L’astéroïde Apophis observé pour la première fois par occultation stellaire

L’astéroïde géocroiseur Apophis fait l’objet d’une étroite surveillance à l’échelle planétaire en raison de son passage très rapproché de la Terre prévu en 2029. Pour la première fois, en mars 2021, il a été observé par la technique des occultations stellaires à l’initiative de chercheurs de l’Observatoire de Paris – PSL : une prouesse du fait de sa petite taille.

Courbe de lumière de l'étoile occultée
Passage proche d’Apophis du 13 avril 2029. (bleu clair : satellites artificiels – violet : ISS) Crédits : NASA/JPL Caltech

L’astéroïde géocroiseur Apophis fascine, car il effectue régulièrement des passages proches de la Terre : par exemple à 16,8 millions de kilomètres en mars 2021, ou bien sûr en avril 2029 à seulement 31 000 km de la surface terrestre (soit 12 fois plus proche que la Lune et un peu à l’extérieur de la zone des satellites géostationnaires). Sa trajectoire est donc surveillée de près depuis sa découverte en 2004.

Les 7 et 22 mars 2021, deux occultations stellaires par Apophis ont été observées pour la première fois, aux États-Unis.

Deux campagnes d’observation d’Apophis par occultation stellaire ont été organisées à l’initiative de :

  • J. Desmars (IMCCE/IPSA/Observatoire de Paris – PSL),
  • D. Souami et B. Sicardy (LESIA/Observatoire de Paris – PSL),
  • B. Morgado (Obs. Nacional et LIneA, Brésil),
  • et F. Braga-Ribas (UTFPR, Brésil).

Dans le cadre du projet ERC Lucky Star et en collaboration avec :

  • P. Tanga (Observatoire de la Côte d’Azur),
  • K. Tsiganis (Univ. Thessaloniki, Grèce),
  • et plusieurs équipes américaines d’astronomes professionnels et amateurs.

Les occultations stellaires permettent non seulement de déterminer la taille et la forme des petits corps du Système solaire à des précisions sub-kilométriques, mais également d’en donner des positions extrêmement précises.

Courbe de lumière de l'étoile occultée
Cartes de prédiction des occultations par Apophis le 7 mars 2021 (gauche) et le 22 mars 2021 (droite). Les points bleus sur la trajectoire sont espacés toutes les minutes et la zone grisée représente la partie de la Terre dans la nuit. Crédits : Lucky Star

Les prédictions des occultations stellaires requièrent cependant une bonne connaissance du mouvement du corps et de la position de l’étoile, ainsi qu’un réseau dense de télescopes répartis sur la planète permettant de suivre le phénomène céleste tout au long de son déroulement. Pour un objet comme Apophis (380 m de diamètre seulement !), une détection était impensable sans :

De plus, début mars 2021, des mesures radar ont contribué à améliorer encore la précision de l’orbite.
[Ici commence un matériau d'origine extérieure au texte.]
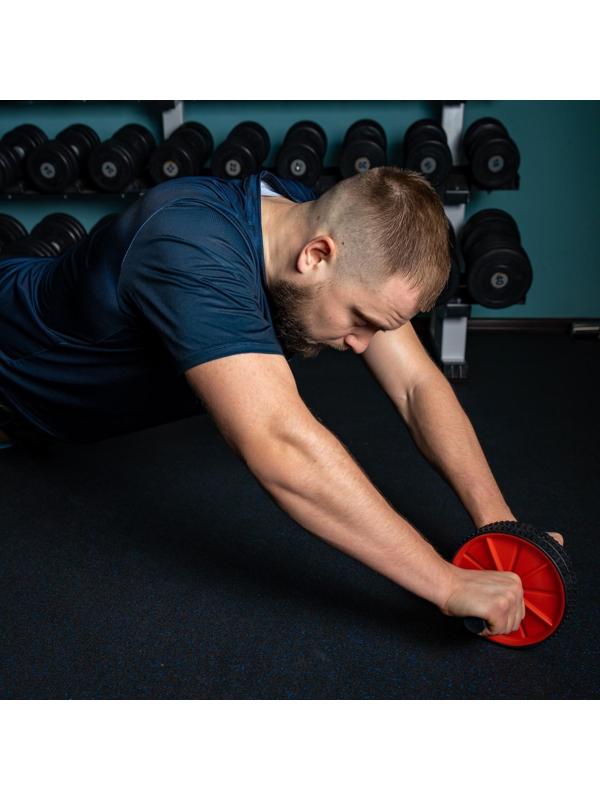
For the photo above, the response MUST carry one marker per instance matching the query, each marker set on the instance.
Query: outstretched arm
(254, 401)
(436, 420)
Enfin, la participation d’astronomes amateurs équipés de télescopes mobiles a été une fois de plus décisive dans le succès de ces observations. Au total, 3 stations ont enregistré l’événement du 7 mars et une station a enregistré celui du 22 mars, qui a duré moins de 0,1 seconde.

Apophis devient ainsi le premier objet de quelques centaines de mètres à être observé par occultation stellaire. Les positions déduites sont complémentaires et équivalentes en précision aux observations radar, avec l’avantage d’être beaucoup moins coûteuses.

Détection de l’effet Yarkovsky

Au-delà d’exclure tout risque de collision avec la Terre pour les 100 prochaines années, ces observations ont également permis de mesurer des accélérations très faibles du mouvement d’Apophis dues à l’effet Yarkovsky (une très petite force due à l’émission thermique du corps), ce dernier ayant un rôle prépondérant sur la dynamique de l’objet (trajectoire et futures rencontres proches avec la Terre). Les retombées scientifiques sont donc inédites.

La réussite de ces occultations annonce une ère nouvelle dans l’étude des astéroïdes géocroiseurs.

Après les occultations stellaires réussies par le géocroiseur Phaéton (6 km de diamètre) en 2019 et les occultations par Apophis de mars 2021, d’autres occultations par des astéroïdes, tels que le géocroiseur Didymos, cible des missions DART (NASA) et Hera (ESA), sont maintenant pleinement envisageables.